Çünkü yetişkinler ellerine aldıkları bir kitap beklentilerine cevap vermediyse, imlâ yönünden, cümleleri bakımından seviyesi düşükse, o kitabı reddetme tercihini kullabilirler ama çocuklar büyük çoğunlukla öyle değildirler. Üstelik ebeveynleri olarak onlara neyi okuttuğumuzu bazen bizler bile ayrımsayamıyoruz. Bu sebepledir ki, çocuk edebiyatçıları, ellerinin çok değerli bir cevhere; çocuk ruhuna uzandığının bilincinde olan insanlar olmalıdırlar.

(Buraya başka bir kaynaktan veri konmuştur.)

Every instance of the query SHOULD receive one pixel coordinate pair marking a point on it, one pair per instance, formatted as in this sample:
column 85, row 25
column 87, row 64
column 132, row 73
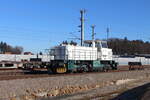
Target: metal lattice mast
column 82, row 26
column 93, row 32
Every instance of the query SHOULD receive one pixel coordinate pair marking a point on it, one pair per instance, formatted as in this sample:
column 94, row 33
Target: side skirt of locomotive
column 61, row 66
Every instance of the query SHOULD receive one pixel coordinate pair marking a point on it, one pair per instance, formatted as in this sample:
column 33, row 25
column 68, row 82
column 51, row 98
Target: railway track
column 18, row 74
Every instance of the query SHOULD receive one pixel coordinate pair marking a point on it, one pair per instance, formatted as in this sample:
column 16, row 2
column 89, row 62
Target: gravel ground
column 19, row 87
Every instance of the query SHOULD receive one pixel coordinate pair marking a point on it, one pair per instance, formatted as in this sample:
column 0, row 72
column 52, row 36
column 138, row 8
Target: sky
column 37, row 25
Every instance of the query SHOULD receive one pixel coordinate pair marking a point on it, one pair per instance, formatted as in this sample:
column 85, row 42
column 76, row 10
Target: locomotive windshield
column 104, row 44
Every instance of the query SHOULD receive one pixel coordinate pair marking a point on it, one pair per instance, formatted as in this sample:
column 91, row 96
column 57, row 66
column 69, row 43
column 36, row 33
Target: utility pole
column 107, row 30
column 93, row 31
column 82, row 26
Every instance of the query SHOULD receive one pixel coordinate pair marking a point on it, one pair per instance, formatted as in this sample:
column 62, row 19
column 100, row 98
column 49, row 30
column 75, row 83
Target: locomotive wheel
column 61, row 70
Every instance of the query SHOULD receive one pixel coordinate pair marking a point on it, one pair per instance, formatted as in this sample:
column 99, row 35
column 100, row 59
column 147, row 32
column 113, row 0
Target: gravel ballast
column 20, row 87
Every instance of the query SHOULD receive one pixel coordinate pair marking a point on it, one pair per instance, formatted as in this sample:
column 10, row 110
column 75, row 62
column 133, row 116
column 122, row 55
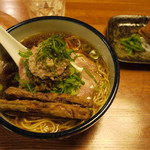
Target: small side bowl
column 91, row 35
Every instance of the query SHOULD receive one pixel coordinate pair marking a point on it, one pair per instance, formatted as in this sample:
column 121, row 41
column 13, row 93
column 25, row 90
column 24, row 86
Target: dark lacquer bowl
column 85, row 31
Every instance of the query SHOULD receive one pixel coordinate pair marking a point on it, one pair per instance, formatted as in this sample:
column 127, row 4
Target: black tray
column 123, row 26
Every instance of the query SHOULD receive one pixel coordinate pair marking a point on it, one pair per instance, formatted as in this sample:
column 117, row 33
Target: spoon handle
column 11, row 45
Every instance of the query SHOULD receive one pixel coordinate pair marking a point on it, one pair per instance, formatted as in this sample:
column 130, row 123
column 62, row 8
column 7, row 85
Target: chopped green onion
column 132, row 44
column 94, row 54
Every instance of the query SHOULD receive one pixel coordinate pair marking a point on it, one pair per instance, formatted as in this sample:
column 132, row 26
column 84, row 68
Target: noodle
column 51, row 125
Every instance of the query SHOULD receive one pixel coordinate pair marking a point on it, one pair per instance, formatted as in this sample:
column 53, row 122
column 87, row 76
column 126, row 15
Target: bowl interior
column 86, row 32
column 68, row 26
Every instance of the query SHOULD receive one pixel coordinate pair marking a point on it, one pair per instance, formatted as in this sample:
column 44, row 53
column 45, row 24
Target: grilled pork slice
column 45, row 109
column 17, row 93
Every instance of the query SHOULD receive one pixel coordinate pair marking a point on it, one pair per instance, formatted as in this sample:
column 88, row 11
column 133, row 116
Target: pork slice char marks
column 87, row 90
column 47, row 109
column 17, row 93
column 51, row 71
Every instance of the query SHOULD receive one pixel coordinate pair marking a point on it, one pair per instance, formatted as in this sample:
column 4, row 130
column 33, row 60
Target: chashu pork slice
column 17, row 93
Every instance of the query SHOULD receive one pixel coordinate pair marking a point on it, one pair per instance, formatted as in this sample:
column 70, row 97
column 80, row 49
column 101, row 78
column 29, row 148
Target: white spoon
column 11, row 45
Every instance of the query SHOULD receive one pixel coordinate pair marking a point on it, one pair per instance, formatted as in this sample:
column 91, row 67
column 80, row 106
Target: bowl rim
column 93, row 119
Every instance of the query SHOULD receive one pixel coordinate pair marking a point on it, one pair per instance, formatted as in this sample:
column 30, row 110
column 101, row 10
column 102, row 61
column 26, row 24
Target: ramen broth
column 101, row 90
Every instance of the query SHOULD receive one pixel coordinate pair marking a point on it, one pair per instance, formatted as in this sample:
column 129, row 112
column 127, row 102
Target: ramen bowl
column 91, row 35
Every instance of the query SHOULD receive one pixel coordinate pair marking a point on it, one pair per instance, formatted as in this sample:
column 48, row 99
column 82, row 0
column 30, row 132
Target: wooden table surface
column 126, row 125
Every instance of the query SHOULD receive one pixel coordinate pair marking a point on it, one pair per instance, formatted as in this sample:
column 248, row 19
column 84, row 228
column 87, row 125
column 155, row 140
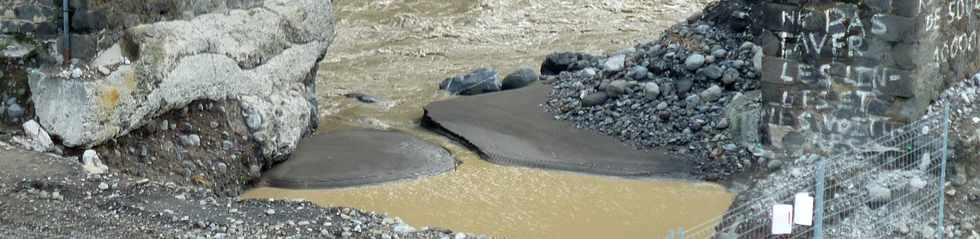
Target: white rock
column 615, row 63
column 92, row 164
column 40, row 140
column 254, row 63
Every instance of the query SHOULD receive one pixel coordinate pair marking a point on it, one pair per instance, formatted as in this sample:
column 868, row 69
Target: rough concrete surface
column 511, row 127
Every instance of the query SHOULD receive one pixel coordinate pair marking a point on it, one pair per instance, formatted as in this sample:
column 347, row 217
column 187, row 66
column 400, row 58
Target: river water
column 400, row 50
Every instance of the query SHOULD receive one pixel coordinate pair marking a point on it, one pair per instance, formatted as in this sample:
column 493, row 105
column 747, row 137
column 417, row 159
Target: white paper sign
column 782, row 219
column 803, row 209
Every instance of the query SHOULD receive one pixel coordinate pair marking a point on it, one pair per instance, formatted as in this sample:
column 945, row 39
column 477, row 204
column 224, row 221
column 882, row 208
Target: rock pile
column 671, row 93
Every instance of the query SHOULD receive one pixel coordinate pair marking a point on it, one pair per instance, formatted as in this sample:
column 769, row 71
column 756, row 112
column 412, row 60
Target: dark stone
column 639, row 73
column 712, row 72
column 508, row 130
column 480, row 81
column 88, row 22
column 594, row 99
column 363, row 97
column 358, row 157
column 519, row 78
column 617, row 88
column 684, row 86
column 565, row 61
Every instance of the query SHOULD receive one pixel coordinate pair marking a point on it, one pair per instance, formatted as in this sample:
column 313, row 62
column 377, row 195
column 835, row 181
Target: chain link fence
column 893, row 187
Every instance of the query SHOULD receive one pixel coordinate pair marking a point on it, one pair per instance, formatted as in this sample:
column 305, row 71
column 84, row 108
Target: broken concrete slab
column 512, row 128
column 358, row 157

Zira sayıları az da olsa, toplumsal yapıyı zorlayan, zihin bulandıran, saçmalamanın bile ötesine geçen art niyetli, şiddet ve cinsel içerikli, bir takım karanlık güçlere hizmet eden güdümlü çocuk kitaplarının yazıldığını, hatta bazılarının (sehven olduğunu umuyorum) Milli Eğitim Bakanlınca onaylandığını da gördü bu ülke. Bu kitapları yazanlara genel manasıyla edebiyatçı demek mümkün olmadığı gibi yazdıklarını da çocuk edebiyatına ilişkin eserler olarak tasavvur etmek olanaksız elbette…
Bu bakımdan, her çocuk kitabının mizampaja sunulmadan önce, himayesi altına girdiği yayınevince, psikologlar tarafından çocuk tabiatına uygun olup olmadığı kesinlikle rapor edilmelidir.
Her şeyin en iyisini hak eden güzel ülkemin ve dünyanın tüm çocuklarına sonsuz sevgi ve saygılarımla.